Millions of people will benefit from specific support to look for work, acquire new skills and progress into better-paid jobs.

Parents, over-50s, disabled people and those with long-term health conditions will have opportunities arising from changes announced in the Budget set to be delivered by the Department for Work and Pensions.

Overall, DWP measures at Budget represent an investment of £3.5 billion over five years to boost workforce participation and grow the economy. That includes:

  • £2 billion investment in support for disabled people and people with long-term health conditions.
  • £900 million investment in support for parents on Universal Credit.
  • £70 million investment in support for over-50s.
  • £485 million investment in support for unemployed people and people who are on Universal Credit and working fewer than full time hours.

Taken together, these measures tackle the challenges in the labour market, which are holding back the UK’s economic prospects, helping millions of people with specific support to look for work and progress into better-paid jobs.

Work and Pensions Secretary, Mel Stride MP said:

“We know many people want to work but there are very real barriers we need to break down to help them into employment.

“This package of support helps people at any age and career stage to get into work, progress into better-paid jobs – growing the economy and filling the labour market with skilled employees.

“These interventions are only the start of a long-term journey to drive down economic inactivity and mobilise more people into seeking employment, which I will continue to lead across Government.”

Childcare

Parents on Universal Credit looking to move into full-time work will no longer be prevented from doing so because of high childcare costs.

The Universal Credit childcare cost cap will rise in the summer meaning the Government will pay more of parents’ childcare costs. For those with one child it rises to from £646.35 to £951 and for two children the cap is up from £1,108.04 to £1,630, then increasing in line with CPI each year until 2027/28.

Parents will also be further supported with upfront childcare costs. This removes any gap in funds which would currently be claimed in arrears and eases parents into the childcare costs payment cycle.

Disabled people and people with health conditions

The Health and Disability White Paper, included as part of the Budget, sets out plans to rewire the benefits system for disabled people, shifting the dial onto what people can achieve and removing barriers to work.

A major element of this will be through the removal of the Work Capability Assessment, giving people the confidence to move into work while reducing the burden of unnecessary assessments.
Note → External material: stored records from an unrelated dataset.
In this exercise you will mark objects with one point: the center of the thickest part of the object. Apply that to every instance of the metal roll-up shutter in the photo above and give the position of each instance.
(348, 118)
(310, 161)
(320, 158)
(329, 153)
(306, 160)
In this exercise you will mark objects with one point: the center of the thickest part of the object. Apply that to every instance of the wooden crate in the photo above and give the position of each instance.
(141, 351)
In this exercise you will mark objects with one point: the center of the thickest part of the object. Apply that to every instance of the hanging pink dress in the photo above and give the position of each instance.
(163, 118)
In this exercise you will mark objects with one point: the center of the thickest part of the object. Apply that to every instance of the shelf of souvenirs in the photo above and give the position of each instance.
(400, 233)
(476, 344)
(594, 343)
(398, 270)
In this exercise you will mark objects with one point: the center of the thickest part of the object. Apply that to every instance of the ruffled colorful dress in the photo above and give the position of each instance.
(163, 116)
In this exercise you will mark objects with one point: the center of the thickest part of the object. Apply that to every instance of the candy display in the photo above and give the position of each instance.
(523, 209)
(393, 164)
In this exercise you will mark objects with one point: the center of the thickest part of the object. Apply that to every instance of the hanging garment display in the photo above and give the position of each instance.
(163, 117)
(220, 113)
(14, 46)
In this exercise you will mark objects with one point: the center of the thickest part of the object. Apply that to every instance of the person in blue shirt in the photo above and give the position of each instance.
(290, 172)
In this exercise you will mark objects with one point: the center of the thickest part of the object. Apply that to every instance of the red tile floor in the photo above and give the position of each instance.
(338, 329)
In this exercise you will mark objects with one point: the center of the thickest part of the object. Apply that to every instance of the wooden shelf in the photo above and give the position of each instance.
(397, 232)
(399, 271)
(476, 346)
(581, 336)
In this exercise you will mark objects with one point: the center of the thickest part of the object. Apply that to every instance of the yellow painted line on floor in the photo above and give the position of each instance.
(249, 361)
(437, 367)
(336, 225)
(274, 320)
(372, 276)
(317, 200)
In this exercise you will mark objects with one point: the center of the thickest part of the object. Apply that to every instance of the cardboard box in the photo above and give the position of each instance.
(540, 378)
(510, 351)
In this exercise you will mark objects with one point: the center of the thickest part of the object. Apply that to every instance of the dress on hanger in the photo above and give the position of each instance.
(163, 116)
A new Universal Support programme will support disabled people and people with health conditions into sustained work, with those eligible able to opt in to receive up to 12 months of provision, with the government spending up to £4,000 per person and funding 50,000 places every year. This will help them to move quickly into suitable work and, with wraparound support, help them sustain that employment for the longer-term.

Pioneer areas are already mobilising services to provide greater support, and then the programme will ramp up over time, expanding to support thousands more people.

Older workers

A new digital Mid-life MOT check will be introduced to help older workers understand what their employment choices now mean for the longer-term – reaching 40,000 people a year.

They will also benefit from a boost to skills and better access to training through the Sector-based Work Academy Programme (SWAP), Train and Progress and the new ‘Returnerships’ programme.

Jobcentre support

We are increasing jobcentre support for people on Universal Credit who could work more, helping them progress towards more paid work.

This includes around 80,000 more people, whose partners claim Universal Credit, being given access to full jobcentre support for the first time. They will be assigned their own work coach who will provide tailored support to help them find work quicker.

All those working less than half of a full-time week will also get full jobcentre support to look for more work as the Administrative Earnings Threshold increases to the equivalent of around 18 hours from 15.

And more young people aged 16-24 on Universal Credit will be able see a work coach in a Youth Hub or benefit from the expertise of our Youth Employability Coaches.